Engaging with the shapes that underlie everyday acts of speech—from typeset to linguistic conventions, or even a matrix of pixels on a screen—Bernstein’s text contrasts the abstractions and universal patterns of structuralism with the singularity of objects as strange as a “Mozambique sombrero” or as banal as a bale of wire. What Løw’s sculptures seem to share with the poem, then, is a formal concern for grammar and the convergence of spatial and linguistic relations; a sensibility rooted in the tension between the rule and its particulars. Indeed, Løw’s frequent use of basic shapes and primary colors suggests an interest in generative structures around which an infinite number of syntactic combinations can be built. Moreover, what stands out about her show at Elastic—and what further links it with the poem—is that space itself seems so absolute, so tangible.

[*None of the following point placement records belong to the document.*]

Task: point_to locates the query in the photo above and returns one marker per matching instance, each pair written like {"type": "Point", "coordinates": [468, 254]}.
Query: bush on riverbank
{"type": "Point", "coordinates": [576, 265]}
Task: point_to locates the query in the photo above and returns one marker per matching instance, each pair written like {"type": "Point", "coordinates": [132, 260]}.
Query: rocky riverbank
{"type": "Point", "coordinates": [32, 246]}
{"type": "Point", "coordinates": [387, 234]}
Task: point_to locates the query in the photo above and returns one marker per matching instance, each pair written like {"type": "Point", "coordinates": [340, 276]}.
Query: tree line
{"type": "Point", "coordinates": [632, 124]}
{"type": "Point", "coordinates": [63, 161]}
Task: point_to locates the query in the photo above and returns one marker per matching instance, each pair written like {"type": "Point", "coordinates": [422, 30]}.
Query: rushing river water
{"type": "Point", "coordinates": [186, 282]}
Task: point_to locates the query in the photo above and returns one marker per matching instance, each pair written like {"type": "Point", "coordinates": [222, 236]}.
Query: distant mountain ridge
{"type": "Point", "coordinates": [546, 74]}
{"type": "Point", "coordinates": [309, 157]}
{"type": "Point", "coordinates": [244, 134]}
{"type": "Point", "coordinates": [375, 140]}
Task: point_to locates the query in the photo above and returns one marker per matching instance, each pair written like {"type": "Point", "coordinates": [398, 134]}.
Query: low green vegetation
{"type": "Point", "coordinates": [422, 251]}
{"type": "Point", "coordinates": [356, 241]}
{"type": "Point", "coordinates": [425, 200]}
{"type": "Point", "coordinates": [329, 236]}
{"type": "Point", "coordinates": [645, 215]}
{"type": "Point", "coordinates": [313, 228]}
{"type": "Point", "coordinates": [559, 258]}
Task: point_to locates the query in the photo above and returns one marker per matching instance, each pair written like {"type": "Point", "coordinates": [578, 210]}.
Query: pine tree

To go inside “Spring Rain,” viewers had to first step up onto Strata (2012), a sculpture comprising a number of record-album-sized concrete tiles that cover the entire gallery floor. Although the work makes reference to the hyper-rationalism of twentieth-century city planning, this detail seems incidental when compared to its overall function within the show. As both a plinth and an ordering device, Strata spatializes a temporal register, demanding that viewers move up one level and reorient their bodies by means of an apparatus that, following Rosalind Krauss’s 1979 essay “Grids,” might be regarded as both non-hierarchical and anti-developmental. Atop this elevated vantage point, the other works in the show take on shades of authority—as though semantics had been simplified to grammar, displaced or floating free from the (art-) historical context and even, in some sense, embodiment.

One recurrent feature of Løw’s work is the use of an anthropometric scale. But this was not the case here. Gentle Midnight (2012) is a series of oak cubes spray-painted in dark blues and strung on a looped cord suspended from the ceiling—rather like an oversized necklace. Another ceiling-work, Robin (2013), looked like the clasp and semi-circular chain of a bracelet fit to adorn a gargantuan wrist. On a slightly different register, Fever (2013), is a large square sheet of perforated metal painted bright yellow; the expressive gashing of the surface brings the artist’s method of reduction to the fore while also marking an outburst of spontaneity in an otherwise highly-ordered environment.

As other reviewers have noted, Løw’s formal vocabulary—which is grounded in iconic visual languages of the Euro-American modernist canon, from Constructivism and De Stijl to Bauhaus and Minimalism—tends to summon social-utopian ambitions and structuralist ideas. Distancing the work from her predecessors’ universalizing tendencies as well as the desire for artistic autonomy, Løw embeds her sculptures in idiosyncratic reference systems, which are often unspoken or obscure. Spring Rain (2013), a series of angular concrete vessels inside low-hanging oak frames conjured up notions both of utilitarian design and the modular uniformity of industrial manufacture. Indeed, these sculptures looked as though they could be removed from their frames and used in Ikebana compositions—like decor without embellishment. According to Løw, the work takes its title from a song by a 1980s Australian pop-band called The Go-Betweens. Immediately preceding the chorus, it contains the refrain: “when will change come / just like spring rain?” It’s an appropriate question for an artist dealing with historical styles and formal repetition. But if this show was meant to reflect or instigate change then, to return to Bernstein, it’s of a “cosmetic order.”